Because one of the main purposes of interest inventories is to assist in career counseling, the predictive validity of the tests is important. While there is variability across instruments, the most popular inventories have shown good predictive validity. Studies of popular inventories indicate a concordance of 50–75% between current occupations and occupations predicted by interests inventories 12–19 years earlier.

A second purpose of interest inventories is to predict future job satisfaction. One premise of the inventories is that when individual interests are matched with occupational demands, career satisfaction should improve. Several studies have investigated job satisfaction in terms of interest-occupation compatibility as measured by interest inventories. The results have been mixed. While some studies show only small associations between job satisfaction and interest-occupation congruence, other studies show that congruence is an efficient predictor of job satisfaction when between-occupation sources of variance are controlled.

A number of studies have also examined validity and reliability for interest inventories across racial and ethnic groups. The SII has shown validity in Chinese groups and Icelandic college-age groups. There is evidence for validity in college-educated groups of African Americans, Latinos, Native American and Asian Americans as well. However, it is unclear whether the validity of the inventories would extend to minority groups with lower education levels.

Most research indicates that it is preferable to use interest inventories that have been developed specifically with the group to be tested in mind. To that end, several interest inventories have also been developed for specialized groups, including picture-based inventories for groups who are illiterate, developmentally disabled or who have limited familiarity with English.

A quantitative analysis of 66 longitudinal studies conducted by K. S. Douglas Low and colleagues in 2005 examined the stability of interests across time as measured by popular vocational interest inventories. This review found that vocational interests remain relatively stable over time, and in fact, show even greater stability than measures of personality traits between early adolescence and early adulthood. According to this review, stability of interests rises steadily from early adolescence, and peaks in early adulthood, declining somewhat between 29 and 40. Of the six categories of interests in the Holland classification system, Realistic and Artistic interests showed the greatest stability over time. When the interest classification system developed by Kuder was examined, Artistic interests again showed the greatest stability, followed by Mechanical, Musical, and Scientific interests. The bulk of the research indicates that areas of interest, whether described by the Holland and Kuder classification systems, are stable, trait-like features within individuals.

When a test is consistent over time what is that called?

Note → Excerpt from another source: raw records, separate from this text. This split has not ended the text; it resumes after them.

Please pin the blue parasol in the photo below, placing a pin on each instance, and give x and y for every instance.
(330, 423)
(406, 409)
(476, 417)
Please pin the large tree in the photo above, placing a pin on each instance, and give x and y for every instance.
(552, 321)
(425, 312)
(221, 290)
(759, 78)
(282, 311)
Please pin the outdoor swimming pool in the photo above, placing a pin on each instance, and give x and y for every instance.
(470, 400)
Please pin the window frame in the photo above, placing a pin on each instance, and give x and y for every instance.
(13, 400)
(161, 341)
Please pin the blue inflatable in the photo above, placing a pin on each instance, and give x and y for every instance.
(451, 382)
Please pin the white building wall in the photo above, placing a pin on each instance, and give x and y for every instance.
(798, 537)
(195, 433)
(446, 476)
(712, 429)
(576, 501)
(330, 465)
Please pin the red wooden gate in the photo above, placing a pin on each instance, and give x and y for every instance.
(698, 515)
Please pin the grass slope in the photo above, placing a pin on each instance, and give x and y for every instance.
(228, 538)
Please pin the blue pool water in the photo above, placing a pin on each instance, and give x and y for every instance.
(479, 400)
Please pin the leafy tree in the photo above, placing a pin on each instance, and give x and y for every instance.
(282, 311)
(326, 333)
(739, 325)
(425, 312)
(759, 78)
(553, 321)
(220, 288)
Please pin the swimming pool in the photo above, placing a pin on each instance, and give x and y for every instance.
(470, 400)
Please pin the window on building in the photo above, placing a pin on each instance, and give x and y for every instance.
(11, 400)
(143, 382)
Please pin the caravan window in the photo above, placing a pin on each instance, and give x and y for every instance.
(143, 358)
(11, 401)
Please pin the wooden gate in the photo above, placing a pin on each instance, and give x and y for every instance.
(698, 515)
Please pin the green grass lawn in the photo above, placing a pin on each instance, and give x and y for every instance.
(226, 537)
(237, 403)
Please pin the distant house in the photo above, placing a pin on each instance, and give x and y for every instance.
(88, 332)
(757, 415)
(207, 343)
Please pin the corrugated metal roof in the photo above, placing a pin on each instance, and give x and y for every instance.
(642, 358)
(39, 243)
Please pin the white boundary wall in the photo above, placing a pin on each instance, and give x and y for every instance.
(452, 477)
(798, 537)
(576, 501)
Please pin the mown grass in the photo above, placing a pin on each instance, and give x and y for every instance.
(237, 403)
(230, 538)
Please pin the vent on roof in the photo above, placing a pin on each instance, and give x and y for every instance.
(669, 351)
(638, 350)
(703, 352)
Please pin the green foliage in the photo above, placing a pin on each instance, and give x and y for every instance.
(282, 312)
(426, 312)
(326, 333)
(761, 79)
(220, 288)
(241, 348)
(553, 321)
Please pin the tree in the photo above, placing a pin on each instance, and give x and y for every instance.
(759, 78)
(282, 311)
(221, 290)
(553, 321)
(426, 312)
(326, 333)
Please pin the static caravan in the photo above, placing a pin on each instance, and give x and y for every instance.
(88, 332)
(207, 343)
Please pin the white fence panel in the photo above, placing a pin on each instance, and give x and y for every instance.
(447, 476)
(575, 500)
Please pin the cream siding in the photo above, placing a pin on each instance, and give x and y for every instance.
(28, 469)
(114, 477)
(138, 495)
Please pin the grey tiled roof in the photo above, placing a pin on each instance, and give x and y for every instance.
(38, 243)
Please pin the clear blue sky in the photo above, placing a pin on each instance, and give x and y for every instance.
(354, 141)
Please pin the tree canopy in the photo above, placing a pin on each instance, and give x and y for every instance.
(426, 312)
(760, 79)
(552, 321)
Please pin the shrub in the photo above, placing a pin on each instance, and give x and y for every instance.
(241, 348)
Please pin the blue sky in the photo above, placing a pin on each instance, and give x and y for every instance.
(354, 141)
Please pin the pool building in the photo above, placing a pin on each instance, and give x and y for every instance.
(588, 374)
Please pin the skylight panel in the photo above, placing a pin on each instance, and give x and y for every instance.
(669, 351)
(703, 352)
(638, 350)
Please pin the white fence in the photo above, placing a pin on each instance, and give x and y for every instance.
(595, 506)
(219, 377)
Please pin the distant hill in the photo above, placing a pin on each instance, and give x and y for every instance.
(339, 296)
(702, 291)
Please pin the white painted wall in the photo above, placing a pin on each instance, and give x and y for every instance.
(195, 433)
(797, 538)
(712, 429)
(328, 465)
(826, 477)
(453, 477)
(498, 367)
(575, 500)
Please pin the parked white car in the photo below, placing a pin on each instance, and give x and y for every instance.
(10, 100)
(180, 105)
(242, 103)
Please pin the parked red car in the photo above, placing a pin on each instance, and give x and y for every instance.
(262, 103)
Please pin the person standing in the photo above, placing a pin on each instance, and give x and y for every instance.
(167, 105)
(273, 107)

Reliability and validity Reliability is the degree to which an assessment tool produces stable and consistent results. Validity refers to how well a test measures what it is purported to measure. Score reliability The consistency with which two or more individuals would score the same response to a test item.

When a test is consistent over time what is that called quizlet?

also called test-retest reliability, is the degree to which scores on the same test are consistent over time. this type of reliability provides evidence that scores obtained on a test at one time (test) are the same or close to the same when the test is readministered some other time (retest).

Which type of reliability shows how consistent scores are over time?

Test-retest reliability measures the consistency of results when you repeat the same test on the same sample at a different point in time. You use it when you are measuring something that you expect to stay constant in your sample.

Is how consistent results are when the same person takes a test more than once?

Reliability refers to how dependably or consistently a test measures a characteristic. If a person takes the test again, will he or she get a similar test score, or a much different score? A test that yields similar scores for a person who repeats the test is said to measure a characteristic reliably.